Less than two weeks ago, Tom- my finally had his first public performance again at the American Legion on March 25. He then performed at Stockyards, a bar in Dodge, Wis., raising money for “Stop Soldier Suicide”. Stop Soldier Suicide is a non-profit organization dedicated to assisting veterans with their lives and those who are facing various personal struggles, such as depression and suicidal thoughts. With these performances, Tommy was able to raise $1200 for the organization.

Tommy was very open about how emotionally difficult it is for him to write his songs much of the time.

“Just getting the motivation to do it [is hard],” Tommy explained. “…in order to have a good song you have to tap into your emotions.

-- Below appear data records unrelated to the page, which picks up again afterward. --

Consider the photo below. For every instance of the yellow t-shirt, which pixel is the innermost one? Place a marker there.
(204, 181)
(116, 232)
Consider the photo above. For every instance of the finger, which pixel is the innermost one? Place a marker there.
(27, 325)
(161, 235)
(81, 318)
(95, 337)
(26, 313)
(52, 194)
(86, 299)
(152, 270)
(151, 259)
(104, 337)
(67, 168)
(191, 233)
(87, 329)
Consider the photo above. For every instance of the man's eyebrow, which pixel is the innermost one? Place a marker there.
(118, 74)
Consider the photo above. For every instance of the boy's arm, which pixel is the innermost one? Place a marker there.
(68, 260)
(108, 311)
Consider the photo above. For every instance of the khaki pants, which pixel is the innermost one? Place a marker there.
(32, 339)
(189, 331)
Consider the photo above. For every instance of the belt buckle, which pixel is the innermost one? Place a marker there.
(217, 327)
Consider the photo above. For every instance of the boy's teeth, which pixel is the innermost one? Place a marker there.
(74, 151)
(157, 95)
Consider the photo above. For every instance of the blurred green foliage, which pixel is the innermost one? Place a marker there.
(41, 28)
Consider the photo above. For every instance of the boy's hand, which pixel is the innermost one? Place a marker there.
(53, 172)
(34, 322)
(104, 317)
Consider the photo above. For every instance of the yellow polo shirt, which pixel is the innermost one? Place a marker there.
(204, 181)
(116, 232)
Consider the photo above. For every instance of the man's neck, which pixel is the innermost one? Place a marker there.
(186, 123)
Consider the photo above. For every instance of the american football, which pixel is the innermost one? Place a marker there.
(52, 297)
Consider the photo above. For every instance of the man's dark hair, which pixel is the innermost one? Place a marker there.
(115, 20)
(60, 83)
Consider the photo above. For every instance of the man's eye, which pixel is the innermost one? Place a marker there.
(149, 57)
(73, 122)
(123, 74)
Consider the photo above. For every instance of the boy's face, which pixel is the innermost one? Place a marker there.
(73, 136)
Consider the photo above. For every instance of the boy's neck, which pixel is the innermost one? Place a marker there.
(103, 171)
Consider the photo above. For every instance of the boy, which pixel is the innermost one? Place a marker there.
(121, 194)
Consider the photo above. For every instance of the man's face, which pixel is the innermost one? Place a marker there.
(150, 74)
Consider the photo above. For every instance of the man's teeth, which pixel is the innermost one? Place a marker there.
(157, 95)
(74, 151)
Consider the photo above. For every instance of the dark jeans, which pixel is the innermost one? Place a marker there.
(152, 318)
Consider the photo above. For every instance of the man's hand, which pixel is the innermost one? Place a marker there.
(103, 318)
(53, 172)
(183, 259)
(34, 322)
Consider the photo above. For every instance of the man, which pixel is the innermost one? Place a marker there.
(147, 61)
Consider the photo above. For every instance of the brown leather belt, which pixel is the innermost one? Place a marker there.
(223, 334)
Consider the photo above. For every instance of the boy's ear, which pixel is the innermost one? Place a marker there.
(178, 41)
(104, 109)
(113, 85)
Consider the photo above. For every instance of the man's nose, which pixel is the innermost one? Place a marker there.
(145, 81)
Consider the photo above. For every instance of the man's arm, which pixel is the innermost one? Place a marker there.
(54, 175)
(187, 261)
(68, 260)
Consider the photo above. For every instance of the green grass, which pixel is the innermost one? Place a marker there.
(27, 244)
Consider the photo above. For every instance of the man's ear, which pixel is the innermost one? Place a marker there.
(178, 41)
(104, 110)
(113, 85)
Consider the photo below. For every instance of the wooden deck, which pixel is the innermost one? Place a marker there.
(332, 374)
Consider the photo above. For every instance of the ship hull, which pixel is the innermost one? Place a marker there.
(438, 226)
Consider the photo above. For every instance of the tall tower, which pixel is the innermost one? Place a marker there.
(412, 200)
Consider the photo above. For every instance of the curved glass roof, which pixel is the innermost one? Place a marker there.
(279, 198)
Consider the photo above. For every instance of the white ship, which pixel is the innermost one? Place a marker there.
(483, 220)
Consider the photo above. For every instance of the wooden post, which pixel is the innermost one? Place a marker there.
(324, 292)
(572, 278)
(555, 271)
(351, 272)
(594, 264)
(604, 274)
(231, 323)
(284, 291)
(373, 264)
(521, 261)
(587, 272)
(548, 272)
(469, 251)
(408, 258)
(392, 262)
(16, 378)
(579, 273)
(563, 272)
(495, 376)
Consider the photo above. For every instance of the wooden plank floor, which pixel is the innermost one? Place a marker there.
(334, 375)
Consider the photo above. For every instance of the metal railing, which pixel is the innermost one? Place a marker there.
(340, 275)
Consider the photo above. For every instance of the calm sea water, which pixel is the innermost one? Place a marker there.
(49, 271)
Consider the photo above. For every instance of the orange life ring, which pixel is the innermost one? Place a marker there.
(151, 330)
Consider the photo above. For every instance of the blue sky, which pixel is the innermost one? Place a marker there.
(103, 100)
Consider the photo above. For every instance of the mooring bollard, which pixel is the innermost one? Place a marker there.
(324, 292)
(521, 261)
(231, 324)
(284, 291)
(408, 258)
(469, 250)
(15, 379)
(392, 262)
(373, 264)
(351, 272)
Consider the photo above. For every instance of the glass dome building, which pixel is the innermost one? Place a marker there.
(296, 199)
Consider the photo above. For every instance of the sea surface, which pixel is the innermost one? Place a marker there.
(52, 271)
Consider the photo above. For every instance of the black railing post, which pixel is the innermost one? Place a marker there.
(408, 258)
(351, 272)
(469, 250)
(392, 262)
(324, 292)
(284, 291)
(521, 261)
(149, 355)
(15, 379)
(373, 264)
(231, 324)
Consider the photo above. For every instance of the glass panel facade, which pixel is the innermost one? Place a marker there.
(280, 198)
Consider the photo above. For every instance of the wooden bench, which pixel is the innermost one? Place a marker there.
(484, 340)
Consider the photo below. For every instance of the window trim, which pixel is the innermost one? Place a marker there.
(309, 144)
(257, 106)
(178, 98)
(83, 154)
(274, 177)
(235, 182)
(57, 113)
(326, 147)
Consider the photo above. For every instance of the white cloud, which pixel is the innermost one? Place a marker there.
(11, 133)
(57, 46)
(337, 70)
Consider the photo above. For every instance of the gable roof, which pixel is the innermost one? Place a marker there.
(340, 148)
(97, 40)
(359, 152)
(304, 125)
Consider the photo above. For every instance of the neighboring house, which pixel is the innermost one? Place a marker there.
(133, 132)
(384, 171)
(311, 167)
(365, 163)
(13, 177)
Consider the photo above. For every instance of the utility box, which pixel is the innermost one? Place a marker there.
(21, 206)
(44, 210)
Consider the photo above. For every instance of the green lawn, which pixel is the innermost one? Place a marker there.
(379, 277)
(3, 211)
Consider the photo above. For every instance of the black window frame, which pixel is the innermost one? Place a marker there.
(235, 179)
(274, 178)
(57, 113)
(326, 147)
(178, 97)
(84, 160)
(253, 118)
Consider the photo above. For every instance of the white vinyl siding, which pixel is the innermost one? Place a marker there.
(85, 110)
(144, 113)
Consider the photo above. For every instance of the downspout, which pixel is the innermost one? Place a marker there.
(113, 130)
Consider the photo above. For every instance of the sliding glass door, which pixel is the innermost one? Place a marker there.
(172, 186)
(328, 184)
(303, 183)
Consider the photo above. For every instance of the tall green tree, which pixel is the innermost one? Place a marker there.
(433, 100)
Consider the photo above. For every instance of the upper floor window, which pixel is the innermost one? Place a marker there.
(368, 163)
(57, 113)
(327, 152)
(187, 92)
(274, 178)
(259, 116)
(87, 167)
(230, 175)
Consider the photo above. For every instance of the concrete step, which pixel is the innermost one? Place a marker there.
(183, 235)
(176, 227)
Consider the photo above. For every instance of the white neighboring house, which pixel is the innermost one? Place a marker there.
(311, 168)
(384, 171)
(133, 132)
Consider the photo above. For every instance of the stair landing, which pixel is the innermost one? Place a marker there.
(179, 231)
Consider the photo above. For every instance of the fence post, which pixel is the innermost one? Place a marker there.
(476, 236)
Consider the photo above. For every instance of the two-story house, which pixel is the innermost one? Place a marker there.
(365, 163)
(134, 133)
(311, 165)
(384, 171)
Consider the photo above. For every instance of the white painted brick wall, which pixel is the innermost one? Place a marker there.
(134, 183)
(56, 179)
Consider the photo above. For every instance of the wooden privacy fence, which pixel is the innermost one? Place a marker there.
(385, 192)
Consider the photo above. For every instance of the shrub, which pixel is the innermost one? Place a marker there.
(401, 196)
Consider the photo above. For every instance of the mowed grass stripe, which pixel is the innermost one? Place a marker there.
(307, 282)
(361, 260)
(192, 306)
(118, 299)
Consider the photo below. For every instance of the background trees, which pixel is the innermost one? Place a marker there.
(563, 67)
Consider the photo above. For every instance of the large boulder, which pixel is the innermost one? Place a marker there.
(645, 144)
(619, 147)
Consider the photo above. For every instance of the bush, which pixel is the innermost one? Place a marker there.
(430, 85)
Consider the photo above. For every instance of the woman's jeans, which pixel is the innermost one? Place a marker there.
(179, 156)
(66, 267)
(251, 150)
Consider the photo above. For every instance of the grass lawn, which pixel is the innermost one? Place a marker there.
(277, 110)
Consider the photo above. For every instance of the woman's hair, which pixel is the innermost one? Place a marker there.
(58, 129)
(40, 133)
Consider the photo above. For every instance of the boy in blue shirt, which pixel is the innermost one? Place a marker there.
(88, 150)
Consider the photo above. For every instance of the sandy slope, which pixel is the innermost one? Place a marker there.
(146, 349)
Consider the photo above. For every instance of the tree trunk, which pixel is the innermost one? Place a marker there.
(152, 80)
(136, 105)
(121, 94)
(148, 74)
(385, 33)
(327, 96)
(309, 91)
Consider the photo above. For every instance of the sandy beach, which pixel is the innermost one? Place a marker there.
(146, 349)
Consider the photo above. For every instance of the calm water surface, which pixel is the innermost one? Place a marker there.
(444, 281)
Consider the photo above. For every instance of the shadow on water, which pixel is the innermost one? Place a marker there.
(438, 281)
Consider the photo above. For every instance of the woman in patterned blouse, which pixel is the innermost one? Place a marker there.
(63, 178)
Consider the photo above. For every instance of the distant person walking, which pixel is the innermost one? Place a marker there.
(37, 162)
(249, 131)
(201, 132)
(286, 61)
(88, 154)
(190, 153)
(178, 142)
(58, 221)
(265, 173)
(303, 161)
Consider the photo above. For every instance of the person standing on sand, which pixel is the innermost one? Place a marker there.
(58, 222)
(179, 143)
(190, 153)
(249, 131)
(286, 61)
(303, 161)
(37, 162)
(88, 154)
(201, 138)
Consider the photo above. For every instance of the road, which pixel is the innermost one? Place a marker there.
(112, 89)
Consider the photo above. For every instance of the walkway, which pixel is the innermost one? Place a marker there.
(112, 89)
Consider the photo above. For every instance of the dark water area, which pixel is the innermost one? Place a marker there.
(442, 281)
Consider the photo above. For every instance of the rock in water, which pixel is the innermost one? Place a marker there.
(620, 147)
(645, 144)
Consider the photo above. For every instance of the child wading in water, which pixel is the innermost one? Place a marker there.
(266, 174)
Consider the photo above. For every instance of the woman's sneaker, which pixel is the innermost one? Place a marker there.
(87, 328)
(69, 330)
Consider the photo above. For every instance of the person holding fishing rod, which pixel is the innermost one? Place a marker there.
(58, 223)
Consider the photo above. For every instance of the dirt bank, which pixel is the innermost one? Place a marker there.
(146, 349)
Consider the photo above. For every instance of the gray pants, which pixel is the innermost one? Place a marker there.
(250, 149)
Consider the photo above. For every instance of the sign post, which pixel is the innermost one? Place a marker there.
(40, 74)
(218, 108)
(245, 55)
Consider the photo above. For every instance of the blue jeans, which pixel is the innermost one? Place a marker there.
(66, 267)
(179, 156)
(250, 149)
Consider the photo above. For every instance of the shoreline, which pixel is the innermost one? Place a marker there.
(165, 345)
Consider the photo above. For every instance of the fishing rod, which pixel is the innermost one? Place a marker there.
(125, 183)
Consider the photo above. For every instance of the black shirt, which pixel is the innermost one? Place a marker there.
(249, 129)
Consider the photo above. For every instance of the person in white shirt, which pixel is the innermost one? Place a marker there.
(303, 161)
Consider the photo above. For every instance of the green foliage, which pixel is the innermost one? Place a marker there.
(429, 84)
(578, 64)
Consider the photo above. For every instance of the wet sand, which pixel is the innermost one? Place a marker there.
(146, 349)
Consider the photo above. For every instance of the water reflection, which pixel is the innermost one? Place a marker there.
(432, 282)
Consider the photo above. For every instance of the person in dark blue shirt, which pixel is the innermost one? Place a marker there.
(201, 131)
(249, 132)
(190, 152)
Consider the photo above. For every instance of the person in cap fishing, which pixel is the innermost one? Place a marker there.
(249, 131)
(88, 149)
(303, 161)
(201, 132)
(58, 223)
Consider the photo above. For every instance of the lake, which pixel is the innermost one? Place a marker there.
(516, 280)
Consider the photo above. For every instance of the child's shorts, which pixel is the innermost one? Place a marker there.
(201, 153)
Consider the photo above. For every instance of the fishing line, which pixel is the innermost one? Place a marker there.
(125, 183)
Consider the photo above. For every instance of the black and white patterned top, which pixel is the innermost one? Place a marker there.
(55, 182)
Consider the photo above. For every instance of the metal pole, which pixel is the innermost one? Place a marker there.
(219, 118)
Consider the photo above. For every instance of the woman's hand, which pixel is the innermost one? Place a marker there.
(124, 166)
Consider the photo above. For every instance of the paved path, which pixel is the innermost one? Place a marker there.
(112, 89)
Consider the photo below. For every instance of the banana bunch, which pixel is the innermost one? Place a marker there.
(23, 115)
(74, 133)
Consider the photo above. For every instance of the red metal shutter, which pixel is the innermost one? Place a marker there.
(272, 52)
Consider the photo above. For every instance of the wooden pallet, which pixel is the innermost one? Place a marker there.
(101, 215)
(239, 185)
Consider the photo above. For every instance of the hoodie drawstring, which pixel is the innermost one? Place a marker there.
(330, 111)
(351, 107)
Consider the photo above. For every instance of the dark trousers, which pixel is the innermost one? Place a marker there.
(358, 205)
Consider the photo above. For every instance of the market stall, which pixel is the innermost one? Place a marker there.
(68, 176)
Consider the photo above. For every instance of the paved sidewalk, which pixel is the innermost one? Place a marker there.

Sometimes one of the hardest things to do is tap into your emotions… to write something from the heart. Sometimes that’s hard to do because you have to be vulnerable to yourself.”

Koppy is set to graduate at the end of this semester and hopes to make his way to Nashville, Tenn., to build his life surrounded by music and art. Although his musical future is uncertain right now, Koppy encouraged those who write music to continue on, no matter the difficulty.

“Don’t stop, keep going even if it sucks,” Tommy said. “As long as you are practicing… Lots of melodies sound the same when you write them because there are only 12 notes you can use in different octaves. It’s just when you get into production, that is when it sounds different.”